Wetenschappers, waaronder SeanPaul La Selle (links) en Jason Padgett (rechts), gebruiken kernen om de landinwaartse grens van de afzettingen van een tsunami voor de kust van Oregon rond 1700 in kaart te brengen. Vervolgens simuleren ze aardbevingen en tsunami's die de deposito's.

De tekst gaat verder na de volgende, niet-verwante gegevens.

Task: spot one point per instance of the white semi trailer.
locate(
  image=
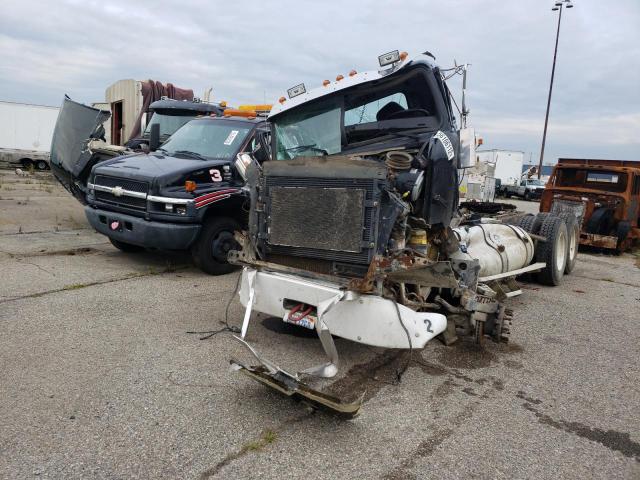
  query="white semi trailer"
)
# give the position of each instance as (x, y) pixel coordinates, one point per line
(25, 133)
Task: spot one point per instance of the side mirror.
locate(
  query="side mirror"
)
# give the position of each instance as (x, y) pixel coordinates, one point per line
(467, 155)
(154, 137)
(243, 160)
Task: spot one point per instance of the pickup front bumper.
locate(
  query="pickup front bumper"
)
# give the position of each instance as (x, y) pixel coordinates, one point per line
(145, 233)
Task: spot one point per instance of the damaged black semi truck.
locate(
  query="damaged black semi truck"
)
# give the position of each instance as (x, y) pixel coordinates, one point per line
(354, 231)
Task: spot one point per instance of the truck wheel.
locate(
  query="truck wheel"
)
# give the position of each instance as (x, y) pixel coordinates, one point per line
(126, 247)
(216, 239)
(553, 251)
(526, 223)
(573, 240)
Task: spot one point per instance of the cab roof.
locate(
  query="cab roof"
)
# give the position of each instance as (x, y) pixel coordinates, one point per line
(351, 80)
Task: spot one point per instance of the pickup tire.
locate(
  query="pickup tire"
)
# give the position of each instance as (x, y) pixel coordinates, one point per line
(553, 251)
(214, 242)
(126, 247)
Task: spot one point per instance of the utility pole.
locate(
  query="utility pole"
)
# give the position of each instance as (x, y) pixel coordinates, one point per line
(558, 7)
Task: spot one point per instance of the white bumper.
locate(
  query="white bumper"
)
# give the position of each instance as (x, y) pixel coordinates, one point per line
(367, 319)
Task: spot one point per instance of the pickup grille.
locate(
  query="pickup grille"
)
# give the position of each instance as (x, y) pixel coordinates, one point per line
(123, 201)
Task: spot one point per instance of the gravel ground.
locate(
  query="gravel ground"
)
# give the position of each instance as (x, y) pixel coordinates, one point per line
(100, 379)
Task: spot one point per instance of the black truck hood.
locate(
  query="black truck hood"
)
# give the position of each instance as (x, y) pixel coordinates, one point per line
(71, 160)
(157, 168)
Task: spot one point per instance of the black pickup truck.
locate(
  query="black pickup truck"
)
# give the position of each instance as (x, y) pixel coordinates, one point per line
(186, 194)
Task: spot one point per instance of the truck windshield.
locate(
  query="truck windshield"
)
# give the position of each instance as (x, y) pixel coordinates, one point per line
(168, 123)
(208, 138)
(310, 131)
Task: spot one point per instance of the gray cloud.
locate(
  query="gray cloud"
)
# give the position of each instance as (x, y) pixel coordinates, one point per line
(251, 50)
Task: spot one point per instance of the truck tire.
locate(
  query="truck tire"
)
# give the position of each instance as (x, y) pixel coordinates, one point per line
(573, 240)
(126, 247)
(214, 242)
(553, 251)
(526, 223)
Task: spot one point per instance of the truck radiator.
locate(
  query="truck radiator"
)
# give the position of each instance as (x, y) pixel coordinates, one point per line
(325, 218)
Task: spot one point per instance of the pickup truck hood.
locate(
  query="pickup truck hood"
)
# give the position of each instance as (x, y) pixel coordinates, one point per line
(157, 167)
(71, 158)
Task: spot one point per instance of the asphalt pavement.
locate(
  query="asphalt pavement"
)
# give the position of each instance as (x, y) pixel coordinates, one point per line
(99, 378)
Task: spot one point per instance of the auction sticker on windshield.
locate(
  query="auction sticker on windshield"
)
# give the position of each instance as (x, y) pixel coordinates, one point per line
(232, 136)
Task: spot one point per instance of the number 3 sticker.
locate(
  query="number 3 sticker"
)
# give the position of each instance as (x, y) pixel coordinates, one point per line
(215, 175)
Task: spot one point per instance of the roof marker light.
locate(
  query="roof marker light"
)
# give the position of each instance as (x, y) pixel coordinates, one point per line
(297, 90)
(389, 58)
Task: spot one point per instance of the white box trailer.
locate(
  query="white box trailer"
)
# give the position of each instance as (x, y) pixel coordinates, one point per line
(25, 126)
(508, 164)
(25, 133)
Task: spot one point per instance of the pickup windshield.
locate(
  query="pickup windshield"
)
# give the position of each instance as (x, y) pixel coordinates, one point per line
(208, 139)
(168, 123)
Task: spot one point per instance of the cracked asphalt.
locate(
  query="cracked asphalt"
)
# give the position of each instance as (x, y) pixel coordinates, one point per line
(100, 379)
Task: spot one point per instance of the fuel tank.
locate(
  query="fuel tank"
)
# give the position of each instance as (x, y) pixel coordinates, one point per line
(498, 247)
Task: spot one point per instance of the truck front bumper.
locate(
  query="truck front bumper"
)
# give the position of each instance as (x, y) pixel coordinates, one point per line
(145, 233)
(367, 319)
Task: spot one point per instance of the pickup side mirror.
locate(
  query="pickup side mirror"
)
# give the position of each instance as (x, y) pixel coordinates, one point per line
(243, 160)
(467, 155)
(154, 137)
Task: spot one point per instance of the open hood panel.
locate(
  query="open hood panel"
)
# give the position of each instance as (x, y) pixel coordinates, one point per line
(71, 158)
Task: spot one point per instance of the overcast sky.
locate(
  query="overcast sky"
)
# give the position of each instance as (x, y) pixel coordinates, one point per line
(252, 50)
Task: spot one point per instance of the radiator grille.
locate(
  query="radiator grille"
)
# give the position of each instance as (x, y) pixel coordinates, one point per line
(125, 184)
(325, 218)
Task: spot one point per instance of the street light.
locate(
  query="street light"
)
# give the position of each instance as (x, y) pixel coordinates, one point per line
(556, 8)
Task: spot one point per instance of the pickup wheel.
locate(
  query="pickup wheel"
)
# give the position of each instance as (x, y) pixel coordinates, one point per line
(553, 251)
(216, 239)
(126, 247)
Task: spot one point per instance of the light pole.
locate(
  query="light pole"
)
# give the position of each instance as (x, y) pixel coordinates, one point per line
(557, 7)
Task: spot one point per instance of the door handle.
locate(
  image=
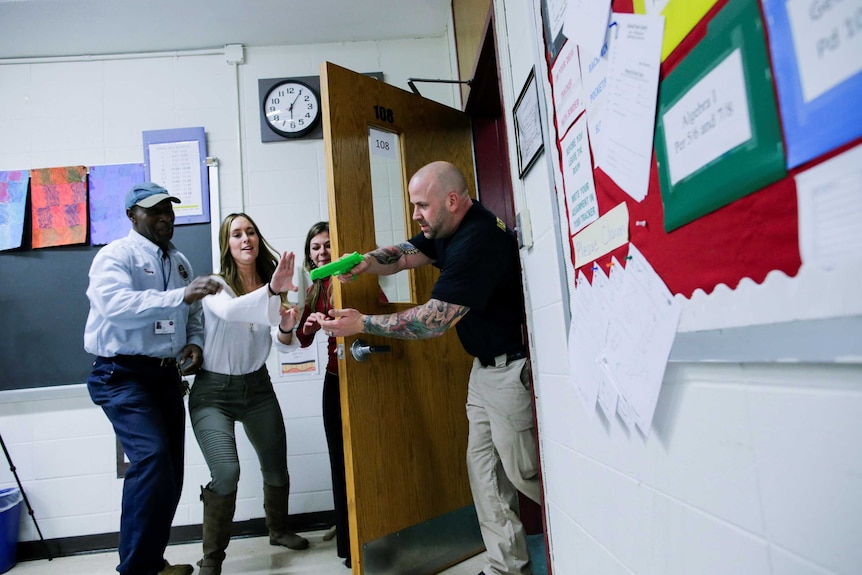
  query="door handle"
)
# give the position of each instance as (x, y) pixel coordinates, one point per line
(360, 350)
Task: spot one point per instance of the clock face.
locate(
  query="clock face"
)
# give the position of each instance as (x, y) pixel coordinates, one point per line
(291, 108)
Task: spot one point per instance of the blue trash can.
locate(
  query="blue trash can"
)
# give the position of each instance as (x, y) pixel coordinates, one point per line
(10, 520)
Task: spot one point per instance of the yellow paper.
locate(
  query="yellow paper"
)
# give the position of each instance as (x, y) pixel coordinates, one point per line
(681, 16)
(602, 236)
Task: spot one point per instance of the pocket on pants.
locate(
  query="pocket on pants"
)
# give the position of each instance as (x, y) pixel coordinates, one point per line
(525, 455)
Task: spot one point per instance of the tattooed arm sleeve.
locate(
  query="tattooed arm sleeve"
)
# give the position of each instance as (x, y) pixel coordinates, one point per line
(421, 322)
(393, 259)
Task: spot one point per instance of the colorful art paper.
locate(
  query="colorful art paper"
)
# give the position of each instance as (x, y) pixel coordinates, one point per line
(108, 187)
(13, 203)
(681, 16)
(59, 206)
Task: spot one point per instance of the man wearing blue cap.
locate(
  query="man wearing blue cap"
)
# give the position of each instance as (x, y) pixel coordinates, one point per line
(146, 331)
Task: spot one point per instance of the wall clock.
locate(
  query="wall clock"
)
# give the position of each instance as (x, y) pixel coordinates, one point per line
(290, 109)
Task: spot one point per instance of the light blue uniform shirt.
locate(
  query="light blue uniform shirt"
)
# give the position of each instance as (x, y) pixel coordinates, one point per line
(132, 287)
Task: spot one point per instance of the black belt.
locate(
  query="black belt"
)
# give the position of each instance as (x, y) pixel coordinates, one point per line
(503, 359)
(146, 360)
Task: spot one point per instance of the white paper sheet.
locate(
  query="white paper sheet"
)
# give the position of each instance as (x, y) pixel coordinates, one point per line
(586, 23)
(568, 90)
(638, 342)
(634, 58)
(827, 37)
(709, 120)
(581, 202)
(594, 75)
(830, 211)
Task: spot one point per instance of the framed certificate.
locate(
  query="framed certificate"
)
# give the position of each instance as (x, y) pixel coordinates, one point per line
(528, 125)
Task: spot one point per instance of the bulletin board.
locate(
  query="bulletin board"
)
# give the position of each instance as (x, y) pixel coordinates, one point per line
(730, 227)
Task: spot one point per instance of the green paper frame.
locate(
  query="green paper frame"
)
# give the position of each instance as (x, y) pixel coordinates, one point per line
(749, 166)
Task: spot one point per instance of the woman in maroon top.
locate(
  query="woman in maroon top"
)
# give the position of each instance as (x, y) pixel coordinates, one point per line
(318, 301)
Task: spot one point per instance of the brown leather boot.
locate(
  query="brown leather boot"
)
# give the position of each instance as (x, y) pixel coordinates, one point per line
(176, 569)
(275, 505)
(218, 516)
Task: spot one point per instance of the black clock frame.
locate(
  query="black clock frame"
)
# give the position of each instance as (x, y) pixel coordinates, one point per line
(267, 132)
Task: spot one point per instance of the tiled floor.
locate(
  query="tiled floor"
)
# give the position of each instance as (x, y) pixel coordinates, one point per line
(250, 556)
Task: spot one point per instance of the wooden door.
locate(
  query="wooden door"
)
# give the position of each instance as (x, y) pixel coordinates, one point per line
(405, 426)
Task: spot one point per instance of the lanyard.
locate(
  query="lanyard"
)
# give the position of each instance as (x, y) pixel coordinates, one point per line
(166, 273)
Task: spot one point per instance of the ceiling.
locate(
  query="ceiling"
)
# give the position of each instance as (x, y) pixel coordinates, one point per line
(50, 28)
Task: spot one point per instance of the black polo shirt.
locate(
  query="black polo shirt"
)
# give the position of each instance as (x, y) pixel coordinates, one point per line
(479, 268)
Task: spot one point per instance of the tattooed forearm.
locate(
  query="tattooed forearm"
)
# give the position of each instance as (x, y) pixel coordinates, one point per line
(421, 322)
(390, 255)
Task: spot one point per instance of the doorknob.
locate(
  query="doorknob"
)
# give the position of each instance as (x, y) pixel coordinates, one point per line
(360, 350)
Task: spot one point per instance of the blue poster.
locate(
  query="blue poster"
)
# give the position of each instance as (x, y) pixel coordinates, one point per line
(816, 50)
(13, 203)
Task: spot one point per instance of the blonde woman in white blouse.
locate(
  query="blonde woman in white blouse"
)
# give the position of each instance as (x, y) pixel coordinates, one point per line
(234, 385)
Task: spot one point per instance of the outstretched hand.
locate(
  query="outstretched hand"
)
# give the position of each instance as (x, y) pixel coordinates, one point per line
(282, 277)
(344, 322)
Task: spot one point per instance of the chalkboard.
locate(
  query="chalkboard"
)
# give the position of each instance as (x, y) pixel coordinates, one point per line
(44, 306)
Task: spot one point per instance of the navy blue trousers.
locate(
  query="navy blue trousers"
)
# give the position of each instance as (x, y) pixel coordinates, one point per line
(144, 403)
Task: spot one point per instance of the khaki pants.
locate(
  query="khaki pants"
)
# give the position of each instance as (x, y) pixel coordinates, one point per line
(502, 460)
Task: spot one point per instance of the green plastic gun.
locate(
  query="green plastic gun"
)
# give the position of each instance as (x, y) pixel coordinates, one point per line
(338, 267)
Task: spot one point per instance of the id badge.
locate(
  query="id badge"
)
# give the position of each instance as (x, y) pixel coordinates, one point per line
(163, 326)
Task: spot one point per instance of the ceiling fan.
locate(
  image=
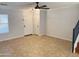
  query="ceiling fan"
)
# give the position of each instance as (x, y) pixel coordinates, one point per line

Krediet:Alan Nelson, USGS
Met behulp van het Delft3D-FLOW hydrodynamische en sedimenttransportmodel testten de auteurs 15 verschillende modellen van de aardbeving om te zien hoe goed elk model de verdeling van sedimenten reproduceerde die door de tsunami landinwaarts werden gebracht.
Ze ontdekten dat om de dikte en omvang van de tsunami-sedimenten in de kernen te evenaren, de aardbeving waarschijnlijk minstens 0,8 meter bodemdaling bij de Salmon River en ongeveer 12 meter slip in de breuk had moeten veroorzaken. Zeven van de aardbevingsmodellen die ze hebben getest, reproduceerden deze omstandigheden bij eb (toen de belangrijkste Cascadia-beving plaatsvond).
De bevindingen worden gepubliceerd in het Journal of Geophysical Research:Earth Surface .
De studie levert nieuwe beperkingen op voor de omvang en het karakter van de aardbeving in Cascadia in 1700. Het biedt ook nieuwe inzichten in hoe het in kaart brengen van tsunami-afzettingen en modellen voor sedimenttransport kunnen worden gebruikt om aardbevingen uit het verleden en daaraan gerelateerde tsunami's beter te reproduceren, en inzicht te geven in toekomstige gebeurtenissen.
De auteurs merken op dat hun modellen het meest gevoelig waren voor het getijdenniveau, de zandkorrelgrootte en de sedimenttransportcoëfficiënten, inzichten die zouden kunnen helpen toekomstige modellen van deze en andere aardbevingen verder te beperken. Verder werk, waaronder het verzamelen van meer gegevens over tsunami-afzettingen, het testen van een uitgebreidere reeks aardbevingsbronnen en het vergelijken van sedimenttransport en hydrodynamische modellen, zou meer details aan het licht kunnen brengen.